Perhaps not. But as I get this Deerhunter assignment, I find the disc more enjoyable, though nothing brilliant. It's a good start, nothing less or more. Hopefully it augurs well their next few years, allowing them to really do something, but for now, they remain just this pretty good rock band. Why do they deserve such a shitstorm of praise following them everywhere?

During my phone interview, I ask singer Bradford Cox about what it means for Deerhunter to be deemed 'insane.'

Cox asks me upfront: "When you saw us were you let down?"

“Sorta. I mean, I didn't see what anyone was talking about.”
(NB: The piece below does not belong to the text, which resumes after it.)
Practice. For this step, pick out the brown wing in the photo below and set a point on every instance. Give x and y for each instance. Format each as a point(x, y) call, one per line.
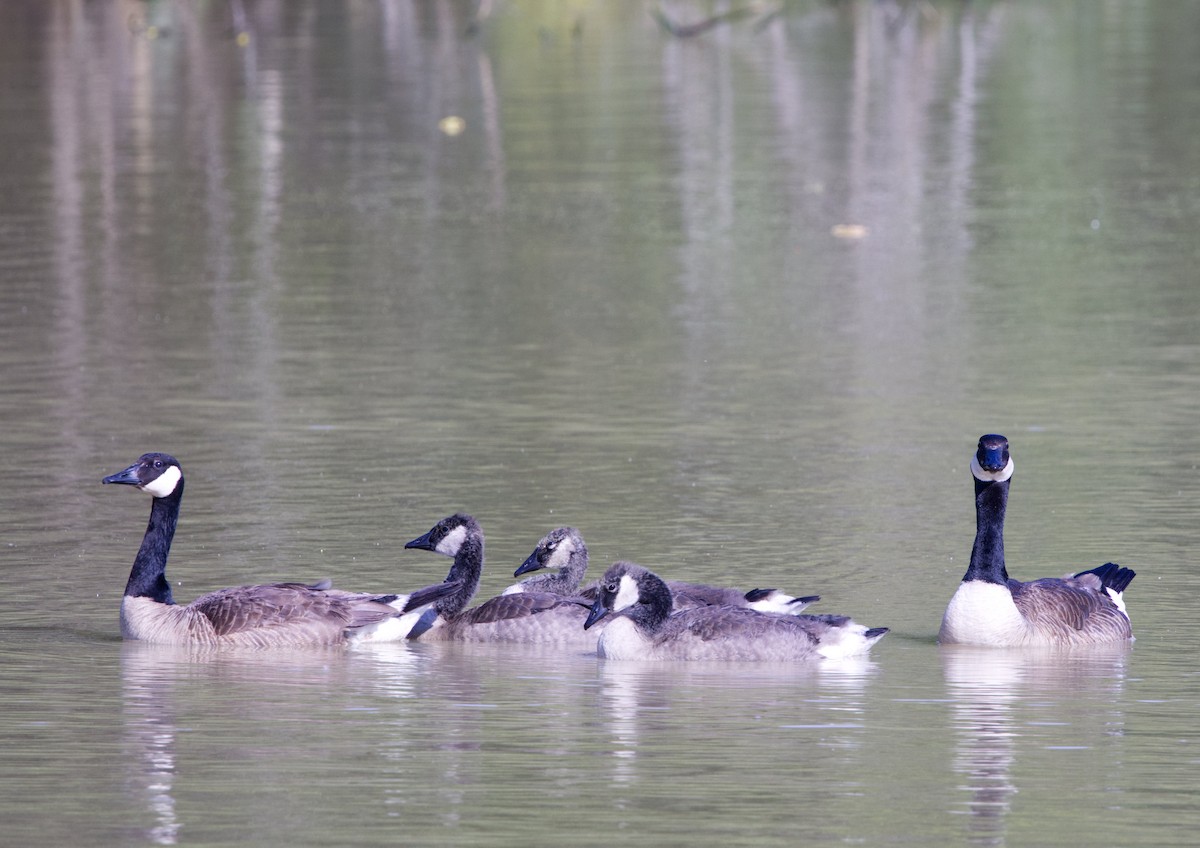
point(520, 605)
point(738, 623)
point(1071, 608)
point(286, 605)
"That’s because you're a rational, sane person," he laughed. "You wanna know the secret? You're probably a nice dude, that's what it is. It's your problem, not mine, buddy. You're too nice, rational, and smart. Let me tell you why. If you wanna know what this 'insane live show' boils down to is: people have never seen a skinny person before get on stage and not be shy about it. I don't have to do anything. I just have a weird appearance."

Such is hype.

Friday, April 06, 2007

Should you be in the market for obscure but crucial female folksingers, might I recommend the recent reissue of firebrand Anne Briggs, and her penultimate album from 1971, The Time Has Come. I wrote the liner notes, which was a total honor.